I was able to return to work for my part time job at my primary hospital after 2 weeks and improvement of symptoms without a test. But the other hospital system I worked for required TWO repeat tests that showed that I was negative before I could return. Again, that was early on and I think the guidance has changed to say you shouldn't re-test if you've been positive in the last 90 days. Anyway, I pulled up to the drive-thru testing center to have this one done. They did this test differently, swabbed my throat instead of my mouth because they said it would be more comfortable? I don't know. It was not consistent with my first test where they tickled my brains.

3. The other repeat one (negative)

Pretty uneventful, same drive-thru as the last test, came back negative and I was able to start working for that hospital again.

4. The one due to exposure (negative)

This one was very unexpected, and very sad. We had a patient on optiflow in one of our step-down units for at least a month. If you're not familiar with optiflow, it is a way to deliver oxygen to a patient and it makes COVID-19 an airborne transmission process, meaning you should have an N-95 mask on at all times in addition to the contact and droplet PPE. This patient tested negative when she was admitted to the hospital but just kept getting weaker and weaker to the point that I wasn't even comfortable doing bed-level exercise with her due to low oxygen saturation. They were attempting to discharge her to a skilled nursing facility and that facility required a repeat COVID-19 test to prove that she's negative. Turns out she somehow contracted COVID-19 while in the hospital. She'd had a few visitors in the time she was a patient and we all wondered if someone brought it in that way. We'll never know. So anyone that had worked with that patient had to go get tested. As far as I know no one came back positive so that was a relief. Unfortunately this patient did not survive for much longer due to her significant oxygen requirements and I was upset to hear of her passing. I have since worked with her brother at this same hospital and he speaks very fondly of her and misses her so much.

5. The asymptomatic possible exposure (negative)

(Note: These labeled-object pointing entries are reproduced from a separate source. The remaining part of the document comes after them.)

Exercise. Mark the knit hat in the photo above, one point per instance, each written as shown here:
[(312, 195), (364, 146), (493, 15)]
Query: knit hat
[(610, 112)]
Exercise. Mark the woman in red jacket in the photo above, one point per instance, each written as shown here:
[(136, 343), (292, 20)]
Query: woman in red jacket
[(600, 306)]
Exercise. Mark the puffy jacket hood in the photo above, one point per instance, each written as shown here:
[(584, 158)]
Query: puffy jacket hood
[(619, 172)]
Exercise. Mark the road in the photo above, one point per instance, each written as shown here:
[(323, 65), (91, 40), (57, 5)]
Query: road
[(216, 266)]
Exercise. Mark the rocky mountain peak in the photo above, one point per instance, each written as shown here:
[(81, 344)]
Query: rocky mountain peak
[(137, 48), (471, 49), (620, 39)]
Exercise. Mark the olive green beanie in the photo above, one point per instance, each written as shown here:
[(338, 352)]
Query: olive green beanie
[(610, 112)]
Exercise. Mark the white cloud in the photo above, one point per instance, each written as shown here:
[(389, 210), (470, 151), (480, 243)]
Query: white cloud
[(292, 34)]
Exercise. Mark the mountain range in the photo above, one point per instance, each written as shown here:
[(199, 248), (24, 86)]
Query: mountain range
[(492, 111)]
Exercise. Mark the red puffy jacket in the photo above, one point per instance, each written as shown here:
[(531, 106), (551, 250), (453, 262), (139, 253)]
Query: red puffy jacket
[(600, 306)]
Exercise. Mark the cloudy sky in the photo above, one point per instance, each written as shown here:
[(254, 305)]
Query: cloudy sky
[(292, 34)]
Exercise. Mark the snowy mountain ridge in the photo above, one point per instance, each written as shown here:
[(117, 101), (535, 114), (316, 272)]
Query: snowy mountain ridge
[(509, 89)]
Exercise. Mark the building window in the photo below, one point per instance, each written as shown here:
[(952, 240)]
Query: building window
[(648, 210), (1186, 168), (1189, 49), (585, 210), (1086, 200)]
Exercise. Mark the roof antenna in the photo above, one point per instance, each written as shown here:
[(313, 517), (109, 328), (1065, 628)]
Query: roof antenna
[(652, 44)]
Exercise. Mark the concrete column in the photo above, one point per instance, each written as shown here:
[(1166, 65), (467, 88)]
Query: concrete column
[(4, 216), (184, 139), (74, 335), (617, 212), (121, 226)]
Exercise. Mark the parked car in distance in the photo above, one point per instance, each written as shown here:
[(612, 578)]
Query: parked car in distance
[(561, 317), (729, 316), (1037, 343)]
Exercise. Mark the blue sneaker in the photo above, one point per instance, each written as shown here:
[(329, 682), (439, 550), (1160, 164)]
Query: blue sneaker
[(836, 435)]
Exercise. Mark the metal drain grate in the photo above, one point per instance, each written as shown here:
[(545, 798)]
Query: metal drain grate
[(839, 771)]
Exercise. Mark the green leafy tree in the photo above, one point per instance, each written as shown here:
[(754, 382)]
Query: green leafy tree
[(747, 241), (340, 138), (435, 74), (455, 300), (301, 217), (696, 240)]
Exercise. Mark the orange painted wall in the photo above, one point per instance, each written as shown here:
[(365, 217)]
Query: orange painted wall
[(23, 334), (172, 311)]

My parents had just finished a week-long vacation to the outer banks and saw my sister while they were in that area. I had a day off of work where I decided to go to the state fair with them on their way home. Spent the whole day with them and had a great time eating deep fried butter, grilled cheese sandwiches, and chocolate milkshakes! So when my dad called me 2 days later to tell me he had a fever, I wasn't taking any chances. Called around to 3 or 4 different locations on this Friday night and finally found someone that could test me right away. I never had any symptoms and my dad felt better the next day. Luckily my test was negative.

6. The cold (negative)

Last but not least, I developed a cold while at work and reported it to the hospital. They asked me to leave work right away and go to our testing center. I had been at home for Labor Day Weekend with my family, including my 92 and 93 year old grandparents, so this really scared me. Again, not taking any chances. I finished my notes as fast as possible and headed to the testing center. They stuck this one way up the nostril and tickled my brains again. This hospital testing center has been the only one to do the test this way consistently. I went home to my husband where I wore a mask all night and we slept in separate bedrooms. He had to stay home with our dog for Labor Day weekend so he didn't have the potential exposures I had, and if I had the virus I wasn't about to give it to him. We were both thrilled to hear the negative result less than 24 hours later!


How many times have you been tested? Any horror stories out there? Let's hear about it!